FairwindsOps / pentagon

A framework for building repeatable, containerized, cloud-based infrastructure as code with Kubernetes.
https://www.reactiveops.com
Apache License 2.0
183 stars 25 forks source link

Create migration for latest kops instance groups improvement #152

Closed sudermanjr closed 5 years ago

sudermanjr commented 5 years ago

As discussed in https://github.com/reactiveops/pentagon/pull/151, create a migration to go from one kops ig to one-per-az

ejether commented 5 years ago

I'd also like to use this issue as a discussion point for what sorts of changes should also come with a migration:

Pentagon Migrations were intended as a way to make sure that project organization, file contents, and standards could easily be applied to existing projects so that all new changes can be 'immediately' adopted by existing projects and those projects can be pinned at a version.

So my current stance is that any changes in the defaults (content or organization) should include a migration. Unless your project is incorporating the latest standards, it can't be considered the latest version can it? Upgrading the project may involve changes to the cluster or other cloud resources and that is a natural result of upgrading the project version to me.

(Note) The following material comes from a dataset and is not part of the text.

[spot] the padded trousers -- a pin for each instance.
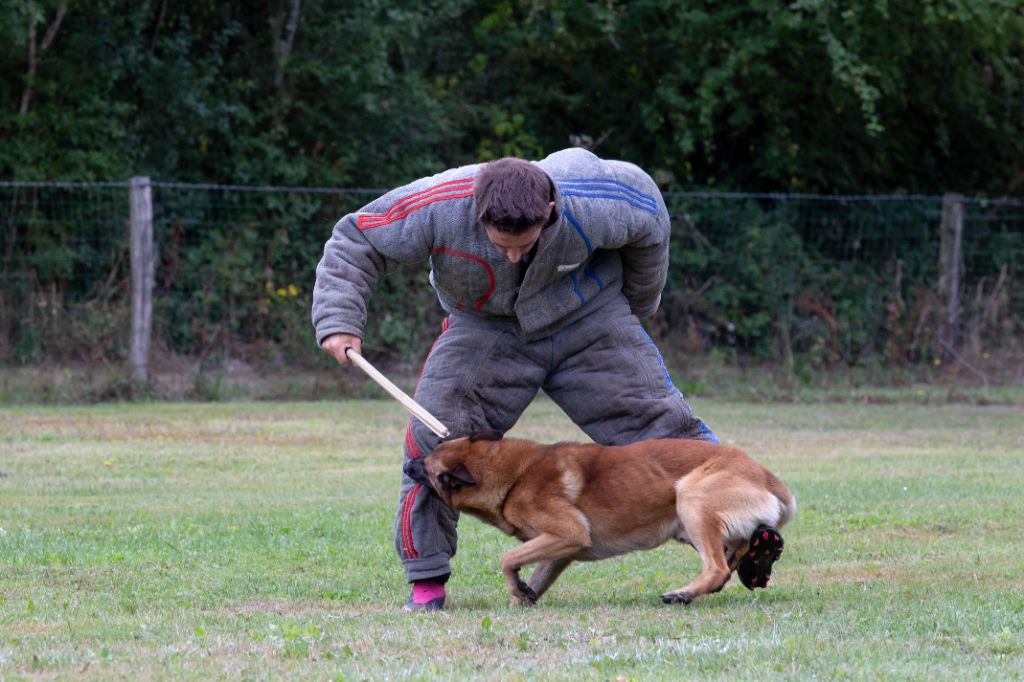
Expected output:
(603, 371)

davekonopka commented 5 years ago

After looking at the linked PR one thing that sticks out is that some migrations might need a transition state. We'd want to add the new IG's and leave the existing IG in place in some form to be decommissioned intentionally.

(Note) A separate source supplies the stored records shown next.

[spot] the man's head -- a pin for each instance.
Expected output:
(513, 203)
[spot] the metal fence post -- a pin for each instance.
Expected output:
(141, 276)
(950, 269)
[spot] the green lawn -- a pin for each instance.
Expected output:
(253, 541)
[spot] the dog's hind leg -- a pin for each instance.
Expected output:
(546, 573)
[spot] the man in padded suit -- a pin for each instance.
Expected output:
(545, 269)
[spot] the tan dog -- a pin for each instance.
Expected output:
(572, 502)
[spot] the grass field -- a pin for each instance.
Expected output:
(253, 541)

ejether commented 5 years ago

That's an interesting point...
Creating an automated process for a Shrodinger's version sounds like it could be very challenging. With the current way the migrations are done with git, ( commit to a new branch -> update cloud resources -> merge to master) is that enough of a transitional state? Thoughts on that?

davekonopka commented 5 years ago

Yeah that would probably work. Or maybe in some cases preserving existing code with comments to cleanup and/or moving to another file that can be cleaned up manually. I just wouldn't want to encourage situations where running apply without understanding would cause major problems.

ejether commented 5 years ago

Agreed we should not be encouraging anyone to run anything by rote. I hope no one would do that anyway but I take your meaning. In the past, strongly worded log messages have the safeguard around that. The code should be preserved in the other branch so I'm not sure I'd want to do anything thing tricky with commenting in place but migration instructions for something like this would be important,

For the migration in question here, the user would likely understand that applying this change will incur some risk and apply the new instance groups carefully but later might forget to delete the old instance group and/or forget to reconfigure the cluster auto-scaler and that wouldn't cause any obvious issues until later.

ejether commented 5 years ago

Follow up to in person discussion: Migrations should be made when files change There may still exist time when migrations might not be feasible so discuss when in doubt.

ejether commented 5 years ago

resolved by #158